Gilles Kepel und Jean-Pierre Milelli (Hrsg.): 
Al-Qaida. Texte des Terrors, Piper 2006

Christoph Heusgen
Außenpolitischer Berater der Bundesregierung

Die Geschichte eines Ehrenmords in einer türkischen Familie in Berlin, gut recherchiert und fesselnd geschrieben. Außenpolitisch demonstriert das schreckliche Verbrechen die Absurdität der Forderung türkischer Politiker, auch nachfolgende Generationen türkischer Einwanderer sollten zunächst die türkische Sprache lernen. Es zeigt aber auch, dass ausreichende Sprachkenntnisse allein nicht genügen, um Erfolge bei der Integration zu erreichen.
Matthias Deiß und Jo Goll: Ehrenmord. 
Ein deutsches Schicksal, Hoffmann und Campe 2011

Elke Hoff
Sicherheitspolitische 
Sprecherin der FDP   

Das Buch schildert mit akribisch recherchierten Fakten und in beklemmender Weise, wie tief sich die Anschläge von New York auf die Bedrohungswahrnehmung ausgewirkt haben und welches bürokratische Monster daraus entstanden ist. Die USA sind zu einem Staat geworden, der alles kontrolliert und dabei in Gefahr gerät, den Überblick über die Informationsflut zu verlieren.
Dana Priest und William M. Arkin: Top Secret America, Little, Brown and Company 2011

Gunter Hofmann
Freier Publizist

Mit seinem „Realismus“ bezeugt der Theologe und Philosoph, auf den Barack  Obama sich beruft, dass es eine Alternative zur fundamentalistischen Kreuzzugsmentalität gibt: Ohne der eigenen Haltung moralisches Auserwähltsein zuzubilligen, aber auch ohne seine Maßstäbe aufzugeben, könnte man sich so mit den arabischen Demokratiebewegungen verständigen.
Reinhold Niebuhr: Moral Man and Immoral 
Society, Scribner’s 1932

Josef Joffe
Herausgeber der ZEIT

Das wichtigste Buch über Wesen und Geschichte der internationalen Politik in den letzten 20 Jahren. Es beginnt im 17. und endet im 20. Jahrhundert: ein brillanter Streifzug durch die Staatskunst und Staatengeschichte. Die intellektuelle Optik ist die der Realpolitik und Staatsräson – zweier Begriffe, die heute eher negativ besetzt sind, aber die Politik der Staaten ein halbes Jahrtausend lang geprägt haben. Ein Must-Read für jeden, der mehr wissen und verstehen will als Wiki und die Schlagzeilen liefern.
Henry Kissinger: Diplomacy, Simon & Schuster Ltd. 1994   

Karl Kaiser
Professor für internationale
Politik, Harvard

Daniel Yergin, Amerikas größte Autorität in globalen Energiefragen, hat eine brillante Studie vorgelegt.
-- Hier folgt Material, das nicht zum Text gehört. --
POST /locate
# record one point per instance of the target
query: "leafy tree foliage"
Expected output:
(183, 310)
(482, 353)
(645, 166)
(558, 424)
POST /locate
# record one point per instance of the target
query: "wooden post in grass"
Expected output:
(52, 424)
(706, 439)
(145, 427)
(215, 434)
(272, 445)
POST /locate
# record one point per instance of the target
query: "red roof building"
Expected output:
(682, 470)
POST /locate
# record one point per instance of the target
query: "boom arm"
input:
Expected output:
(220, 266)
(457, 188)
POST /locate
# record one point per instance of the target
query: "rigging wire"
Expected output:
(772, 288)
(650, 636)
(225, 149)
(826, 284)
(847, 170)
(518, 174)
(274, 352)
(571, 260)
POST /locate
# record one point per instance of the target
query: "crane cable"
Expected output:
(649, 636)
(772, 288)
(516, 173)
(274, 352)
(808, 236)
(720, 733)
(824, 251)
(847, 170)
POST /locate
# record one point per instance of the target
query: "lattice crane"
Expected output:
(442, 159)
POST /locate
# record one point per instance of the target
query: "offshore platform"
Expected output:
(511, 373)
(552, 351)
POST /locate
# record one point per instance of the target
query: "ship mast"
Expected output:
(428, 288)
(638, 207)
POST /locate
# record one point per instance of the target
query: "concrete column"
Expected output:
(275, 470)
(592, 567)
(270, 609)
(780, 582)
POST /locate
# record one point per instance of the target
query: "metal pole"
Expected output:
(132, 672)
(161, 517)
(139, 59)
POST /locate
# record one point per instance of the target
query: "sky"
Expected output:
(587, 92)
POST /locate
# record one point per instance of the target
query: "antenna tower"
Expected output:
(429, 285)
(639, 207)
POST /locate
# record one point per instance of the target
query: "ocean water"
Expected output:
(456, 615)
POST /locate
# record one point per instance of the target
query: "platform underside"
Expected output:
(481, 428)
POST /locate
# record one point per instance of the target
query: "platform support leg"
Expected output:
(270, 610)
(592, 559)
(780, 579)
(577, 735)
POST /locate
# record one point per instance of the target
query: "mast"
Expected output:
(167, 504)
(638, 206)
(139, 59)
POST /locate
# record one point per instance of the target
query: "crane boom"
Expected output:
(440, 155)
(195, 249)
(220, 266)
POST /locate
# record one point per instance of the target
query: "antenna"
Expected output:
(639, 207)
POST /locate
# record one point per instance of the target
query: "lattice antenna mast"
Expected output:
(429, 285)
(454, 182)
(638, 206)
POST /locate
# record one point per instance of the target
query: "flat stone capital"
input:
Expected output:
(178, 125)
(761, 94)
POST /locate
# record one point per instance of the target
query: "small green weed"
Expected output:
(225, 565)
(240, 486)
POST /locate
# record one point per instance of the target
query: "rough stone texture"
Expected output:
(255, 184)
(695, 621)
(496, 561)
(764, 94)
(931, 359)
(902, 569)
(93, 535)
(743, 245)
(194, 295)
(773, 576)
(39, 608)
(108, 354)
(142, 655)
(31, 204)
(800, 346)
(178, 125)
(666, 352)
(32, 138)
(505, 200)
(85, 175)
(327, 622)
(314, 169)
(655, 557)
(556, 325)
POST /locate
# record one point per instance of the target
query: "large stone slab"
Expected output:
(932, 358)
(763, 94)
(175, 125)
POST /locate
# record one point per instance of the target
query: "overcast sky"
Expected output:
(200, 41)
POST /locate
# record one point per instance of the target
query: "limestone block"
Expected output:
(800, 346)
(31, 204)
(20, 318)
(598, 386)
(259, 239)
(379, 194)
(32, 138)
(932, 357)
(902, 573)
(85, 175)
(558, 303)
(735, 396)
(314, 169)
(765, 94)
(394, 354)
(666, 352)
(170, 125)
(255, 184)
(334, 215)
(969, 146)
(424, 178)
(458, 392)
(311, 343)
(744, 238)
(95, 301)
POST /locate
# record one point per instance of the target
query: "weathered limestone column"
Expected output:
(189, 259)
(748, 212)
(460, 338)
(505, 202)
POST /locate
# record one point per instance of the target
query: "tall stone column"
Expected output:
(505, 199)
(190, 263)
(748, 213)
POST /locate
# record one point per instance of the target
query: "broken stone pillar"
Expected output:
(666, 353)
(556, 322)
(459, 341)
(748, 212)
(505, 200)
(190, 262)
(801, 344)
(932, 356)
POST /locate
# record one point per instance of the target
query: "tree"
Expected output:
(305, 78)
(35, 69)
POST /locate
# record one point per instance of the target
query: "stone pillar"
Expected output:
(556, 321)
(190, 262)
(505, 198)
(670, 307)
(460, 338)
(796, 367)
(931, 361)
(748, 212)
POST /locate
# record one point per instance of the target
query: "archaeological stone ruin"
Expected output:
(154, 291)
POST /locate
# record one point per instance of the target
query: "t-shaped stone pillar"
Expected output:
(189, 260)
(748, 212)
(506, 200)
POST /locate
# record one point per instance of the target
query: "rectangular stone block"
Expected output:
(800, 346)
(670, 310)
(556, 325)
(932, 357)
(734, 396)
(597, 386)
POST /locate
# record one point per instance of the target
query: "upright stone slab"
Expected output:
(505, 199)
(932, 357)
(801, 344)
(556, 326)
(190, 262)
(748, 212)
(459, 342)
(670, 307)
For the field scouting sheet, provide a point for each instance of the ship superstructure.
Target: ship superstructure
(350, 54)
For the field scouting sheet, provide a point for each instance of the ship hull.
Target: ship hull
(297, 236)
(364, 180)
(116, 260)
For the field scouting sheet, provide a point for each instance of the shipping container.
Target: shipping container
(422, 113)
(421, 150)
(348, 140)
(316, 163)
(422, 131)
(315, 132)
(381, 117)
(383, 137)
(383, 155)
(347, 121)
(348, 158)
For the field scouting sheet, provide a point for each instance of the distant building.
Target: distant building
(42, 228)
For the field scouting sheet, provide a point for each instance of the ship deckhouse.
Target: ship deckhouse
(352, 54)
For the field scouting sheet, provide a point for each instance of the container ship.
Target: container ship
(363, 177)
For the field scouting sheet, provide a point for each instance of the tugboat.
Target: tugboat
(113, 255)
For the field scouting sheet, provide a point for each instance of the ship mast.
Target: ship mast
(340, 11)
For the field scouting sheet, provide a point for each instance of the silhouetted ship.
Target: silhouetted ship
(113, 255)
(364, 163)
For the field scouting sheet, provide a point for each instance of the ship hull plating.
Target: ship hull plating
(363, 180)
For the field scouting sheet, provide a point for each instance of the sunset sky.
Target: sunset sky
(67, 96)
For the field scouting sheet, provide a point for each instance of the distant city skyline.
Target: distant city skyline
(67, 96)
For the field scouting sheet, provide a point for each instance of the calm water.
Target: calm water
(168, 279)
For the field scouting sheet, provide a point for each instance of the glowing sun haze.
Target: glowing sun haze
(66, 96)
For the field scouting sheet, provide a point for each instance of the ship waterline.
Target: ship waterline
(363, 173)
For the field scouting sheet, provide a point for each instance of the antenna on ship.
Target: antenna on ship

Sie analysiert die internationale Politik der Neuzeit unter dem Blickwinkel der Energieproblematik. Pflichtlektüre für jeden, der die zentralen Antriebskräfte der modernen Welt begreifen will.
Daniel Yergin: The Quest. Energy, Security, and the Remaking of the Modern World, Penguin 2011

Hans-Ulrich Klose
Stellvertr. Vorsitzender 
Auswärtiger Ausschuss des Deutschen Bundestags

Der amerikanische Historiker liefert eine unglaublich detailreiche und hinreißend geschriebene Darstellung dieser wichtigen Jahre des Wandels von der Morgenthau-Politik der Vergeltung hin zur Einbeziehung Deutschlands in die westliche Welt.
John H. Backer: Die deutschen Jahre des 
Generals Clay, C. H. Beck 1983

Stefan Kornelius
Leiter Außenpolitik, 
Süddeutsche Zeitung

Eine Entdeckung zu China, weil man nicht genug lernen kann über das Land und vor allem die Kommunistische Partei. McGregor beleuchtet das klandestine chinesische System mit gleißendem Licht. Die KPCh wird sich daran gewöhnen müssen.
Richard McGregor: The Party. The Secret
World of China’s Communist Rulers, 
HarperCollins 2010

Hanns W. Maull
Professor für Internationale Beziehungen, Trier

Ian Morris stellt die heutigen Herausforderungen der Weltpolitik in einen großen zivilisationsgeschichtlichen Zusammenhang. Dabei zeigt der britische Wissenschaftler, wie historisch einzigartig und unvergleichbar unsere gegenwärtige Lage ist.
Ian Morris: Wer regiert die Welt? Warum 
Zivilisationen herrschen oder beherrscht 
werden, Campus 2011

Philipp Mißfelder
Außenpolitischer Sprecher der CDU

Spannend schildert das Buch die Auseinandersetzung zwischen „Transatlantikern“ wie Gerhard Schröder und den „Gaullisten“. Die Geschichte hat gezeigt, dass der außenpolitische Kompass Schröders in einer entscheidenden Phase die richtige Richtung gewiesen hat.
Torsten Oppelland: Gerhard Schröder (1910–1989), Droste 2002

Kerstin Müller   
Außenpolitische Sprecherin von Bündnis 90 /Die Grünen

Jeder, der verstehen will, wie es zum arabischen Frühling gekommen ist, muss dieses Buch gelesen haben. Tahar Ben Jelloun hat einen wunderbaren politischen Essay geschrieben, der auch literarisch ein Genuss ist.
Tahar Ben Jelloun: Arabischer Frühling, 
Berlin Verlag 2011

Rolf Mützenich
Außenpolitischer Sprecher der SPD

Das Buch vermeidet deterministische Erklärungen und versteht die Geschichte Jugoslawiens als ergebnisoffenen Prozess. Calic zeigt überzeugend, dass die Vorgeschichte der Jugoslawien-Kriege weit vielschichtiger ist, als es die Vorstellung von den rückständigen und blutrünstigen Balkan-Völkern wahrhaben will.
Marie-Janine Calic: Geschichte Jugoslawiens im 20. Jahrhundert, C. H. Beck 2010

Günther 
Nonnenmacher
Herausgeber der FAZ

Es scheint mir nötiger denn je zu sein, sich auf Grundlagen und Maximen deutscher Außenpolitik zu besinnen, weil sonst dem wiedervereinigten Deutschland der Kompass fehlt.
Waldemar Besson: Die Außenpolitik der Bundesrepublik, Piper 1970

Volker Perthes
Direktor Stiftung Wissenschaft und Politik (SWP)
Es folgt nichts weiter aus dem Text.